MASKE KALKINCA
MASKE KALKINCA
Pandeminin kara hummalı elleri bir gün üzerimizden çekilip normale döndüğümüzde maske takmaktan kurtulacağız. O gün bir şey daha değişecek: ağız ve burunlarımız.
Pandemi ortasında tanıştığım insanların çoğunun ağzını ve burnunu hiç görmedim. Maskeli tanıdım onları ve hep maskeli gördüm. Maskenin altından hayali bir ağız ve burun yakıştırdım onlara. Alın yapılarından, gözlerinin büyüklüğünden, hatta seslerinin nahifliği veya gürlüklerinden... Hah dedim, şöyle çocuk gözlerinin altına minicik hokka bir burun iyi durur diye kondurdum, kibar bir ağızla kibar bir tebessüm çizdim. Bazen aksine geniş bir alın, keskin bir görünüm veren şakaklarla ciddi bakışlı gözlerin altına yine aynı ciddiyete sahip burun yerleştiriverdim. Dudaklarsa asla küçük olmamalı dedim.

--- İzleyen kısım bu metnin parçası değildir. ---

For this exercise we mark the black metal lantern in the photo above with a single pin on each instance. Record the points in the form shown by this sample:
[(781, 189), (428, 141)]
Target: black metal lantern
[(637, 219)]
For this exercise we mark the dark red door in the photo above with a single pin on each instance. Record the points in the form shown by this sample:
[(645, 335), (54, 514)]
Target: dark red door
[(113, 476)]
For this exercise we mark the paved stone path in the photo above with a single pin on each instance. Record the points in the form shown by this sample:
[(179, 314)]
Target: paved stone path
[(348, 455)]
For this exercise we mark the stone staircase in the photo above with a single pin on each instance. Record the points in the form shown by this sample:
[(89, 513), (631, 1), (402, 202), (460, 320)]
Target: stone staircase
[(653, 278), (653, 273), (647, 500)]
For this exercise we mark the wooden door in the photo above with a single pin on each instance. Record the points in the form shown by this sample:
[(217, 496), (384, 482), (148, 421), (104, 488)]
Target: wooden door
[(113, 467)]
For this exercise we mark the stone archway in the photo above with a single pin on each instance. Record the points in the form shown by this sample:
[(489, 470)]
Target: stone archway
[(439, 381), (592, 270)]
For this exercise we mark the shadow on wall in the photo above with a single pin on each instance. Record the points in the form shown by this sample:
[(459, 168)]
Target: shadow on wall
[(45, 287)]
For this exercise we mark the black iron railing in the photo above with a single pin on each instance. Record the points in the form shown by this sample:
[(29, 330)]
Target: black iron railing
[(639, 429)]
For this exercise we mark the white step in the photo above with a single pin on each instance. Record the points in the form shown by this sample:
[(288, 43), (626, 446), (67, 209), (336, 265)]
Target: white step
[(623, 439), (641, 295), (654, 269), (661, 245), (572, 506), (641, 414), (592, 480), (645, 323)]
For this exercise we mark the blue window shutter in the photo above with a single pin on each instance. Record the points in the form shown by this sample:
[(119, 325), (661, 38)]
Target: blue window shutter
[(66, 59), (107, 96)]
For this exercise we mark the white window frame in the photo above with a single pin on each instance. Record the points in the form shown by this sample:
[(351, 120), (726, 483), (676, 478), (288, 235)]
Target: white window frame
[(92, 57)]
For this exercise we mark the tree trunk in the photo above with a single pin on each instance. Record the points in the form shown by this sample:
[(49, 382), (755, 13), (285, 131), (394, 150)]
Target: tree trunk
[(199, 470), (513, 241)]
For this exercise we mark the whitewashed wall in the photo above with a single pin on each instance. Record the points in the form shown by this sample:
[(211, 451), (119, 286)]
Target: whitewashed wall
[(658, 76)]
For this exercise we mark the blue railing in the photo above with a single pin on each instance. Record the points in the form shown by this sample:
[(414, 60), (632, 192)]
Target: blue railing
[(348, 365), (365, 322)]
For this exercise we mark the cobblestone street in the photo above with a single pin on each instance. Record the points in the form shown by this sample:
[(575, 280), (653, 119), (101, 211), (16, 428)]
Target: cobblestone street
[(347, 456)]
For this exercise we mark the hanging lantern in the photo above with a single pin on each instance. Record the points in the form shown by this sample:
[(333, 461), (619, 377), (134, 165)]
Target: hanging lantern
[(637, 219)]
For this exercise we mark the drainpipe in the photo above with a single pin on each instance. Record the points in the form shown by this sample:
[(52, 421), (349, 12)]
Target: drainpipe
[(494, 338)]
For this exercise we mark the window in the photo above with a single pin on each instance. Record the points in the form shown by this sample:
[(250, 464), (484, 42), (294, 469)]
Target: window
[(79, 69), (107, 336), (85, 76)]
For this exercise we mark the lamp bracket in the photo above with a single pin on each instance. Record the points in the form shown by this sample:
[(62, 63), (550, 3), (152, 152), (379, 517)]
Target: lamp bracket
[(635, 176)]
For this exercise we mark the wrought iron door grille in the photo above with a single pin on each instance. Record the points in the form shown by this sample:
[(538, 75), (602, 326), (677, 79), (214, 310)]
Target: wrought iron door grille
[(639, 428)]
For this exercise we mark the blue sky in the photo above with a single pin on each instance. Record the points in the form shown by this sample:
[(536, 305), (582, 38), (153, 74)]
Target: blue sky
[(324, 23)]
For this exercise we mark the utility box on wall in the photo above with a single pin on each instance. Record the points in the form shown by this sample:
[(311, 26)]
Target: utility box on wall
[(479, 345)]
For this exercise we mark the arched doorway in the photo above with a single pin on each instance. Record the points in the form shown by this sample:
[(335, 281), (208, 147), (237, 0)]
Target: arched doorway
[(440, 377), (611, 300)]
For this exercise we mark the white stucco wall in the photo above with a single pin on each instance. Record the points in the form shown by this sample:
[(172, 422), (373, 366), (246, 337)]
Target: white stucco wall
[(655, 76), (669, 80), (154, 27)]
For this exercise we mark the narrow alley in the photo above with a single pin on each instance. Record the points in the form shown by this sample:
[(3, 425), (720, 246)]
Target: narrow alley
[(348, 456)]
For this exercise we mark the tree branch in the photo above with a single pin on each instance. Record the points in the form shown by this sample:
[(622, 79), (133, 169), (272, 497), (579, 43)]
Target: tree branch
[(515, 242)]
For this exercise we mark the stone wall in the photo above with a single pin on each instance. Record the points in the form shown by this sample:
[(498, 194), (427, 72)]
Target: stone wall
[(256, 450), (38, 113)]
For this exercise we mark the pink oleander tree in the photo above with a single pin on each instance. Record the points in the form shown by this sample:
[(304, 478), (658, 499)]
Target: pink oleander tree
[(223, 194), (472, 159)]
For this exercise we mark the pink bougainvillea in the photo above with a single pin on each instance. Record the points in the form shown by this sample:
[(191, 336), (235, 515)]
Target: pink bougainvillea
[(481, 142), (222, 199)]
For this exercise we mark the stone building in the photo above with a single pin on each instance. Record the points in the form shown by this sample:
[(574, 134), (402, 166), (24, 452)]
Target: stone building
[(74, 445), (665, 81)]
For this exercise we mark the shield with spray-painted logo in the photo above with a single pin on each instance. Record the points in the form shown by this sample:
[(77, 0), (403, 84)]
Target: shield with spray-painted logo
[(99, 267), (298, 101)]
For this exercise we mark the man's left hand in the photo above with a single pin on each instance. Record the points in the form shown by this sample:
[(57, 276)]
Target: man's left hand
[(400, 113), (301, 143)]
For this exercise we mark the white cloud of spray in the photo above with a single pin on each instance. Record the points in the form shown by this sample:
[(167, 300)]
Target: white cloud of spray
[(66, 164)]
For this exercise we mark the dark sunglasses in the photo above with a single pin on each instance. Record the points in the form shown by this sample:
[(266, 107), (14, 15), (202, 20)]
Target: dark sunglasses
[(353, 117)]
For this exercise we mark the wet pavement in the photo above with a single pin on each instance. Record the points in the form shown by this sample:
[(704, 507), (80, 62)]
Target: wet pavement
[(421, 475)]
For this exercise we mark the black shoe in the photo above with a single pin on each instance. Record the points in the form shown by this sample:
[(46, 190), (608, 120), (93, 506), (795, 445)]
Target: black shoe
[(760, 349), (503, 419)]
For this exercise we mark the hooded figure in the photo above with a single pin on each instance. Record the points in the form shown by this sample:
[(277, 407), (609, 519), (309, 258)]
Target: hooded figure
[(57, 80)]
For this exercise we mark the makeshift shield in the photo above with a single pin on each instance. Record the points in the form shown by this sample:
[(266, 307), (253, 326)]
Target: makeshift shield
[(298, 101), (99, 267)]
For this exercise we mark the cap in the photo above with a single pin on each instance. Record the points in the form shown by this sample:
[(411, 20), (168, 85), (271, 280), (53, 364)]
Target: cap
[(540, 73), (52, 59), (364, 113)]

Bütün tahayyüllerimle günlerce nasıl güldüklerini, nasıl burun kıvırdıklarını, nasıl dudak büzdüklerini belirledim kafamda. Hayal etmeden de olmuyordu zira duygularımızın büyük bir kısmını burun ve dudaklarımız hatta çene yapımız dışa vuruyordu; onları görmeden ifadeleri anlayabilmek mümkün değildi. Bir gün yüzünü tamamıyla o ana dek görmemin nasip olmadığı biri maskesini indirdi. Sahip olduğu yüz, ona çizdiğim yüz asla değildi. Bilakis, neredeyse kapalı gibi görünen kısık gözlerinin altında kocaman patlıcanı andıran bir burnu vardı. Ağzı her daim gülüyormuş gibi kulaklarına kadar yayılmış vaziyette somurtuyordu örneğin. Bir başkasının gayet vakar sahibi gözlerinin kemerli, her an komik bir fıkraya karışacak türde bir buruna üst komşu olduğunu gördüm. Nasreddin Hoca’nın koca ceviz ağacına küçük bir meyveyi yakıştıramama hikâyesindeki gibi bir hataya düşmeyecektim elbette. Hikmetinden sual olmaz dedim. Ama gördüğüm tablolara gülmeden edemedim. Maskeyi indiren her yüzde paketi açılan bir sürpriz görmüş çocuk edasıyla şaşkınlıklara uğradım. Kimine doğuştan öyle olma ihtimalini yakıştıramadım da, herhalde garipciğin yüzü uzun süre maske altında durmaktan mutasyona uğramış dedim. Ne yani, borazan gibi duyulan bir sesin fındık kadar ağızdan çıkıyor olma ihtimaline inanmamı beklemeyeceksiniz değil mi?
Neden olmasın? Belki de maske üstüne maske takmaktan, daima verdiğimiz havayı solumaya maruz kalmaktan envai çeşit mutasyonlar geçireceğiz de asık suratlılarımız artık neşeli ağız ve burunlara sahip olacak. En ciddi duruşlumuz birkaç yıl düzenli maske kullanımından aramızdaki en gevşek ağızlı tipe dönüşecek. Ağzını burnunu yaya yaya konuşma diye şikayet ettiğimiz gençler gibi konuşmaya başlayacağız hepimiz.
Öyle sanıyorum ki ağzımızın tadını bırakmayıp her mutluluğu burnunuzdan getiren Covid illetinin önce koku ve tat kaybına uğratıyor olmasında da bir manidarlık aramak artık işi abartmaktan sayılmıyordur.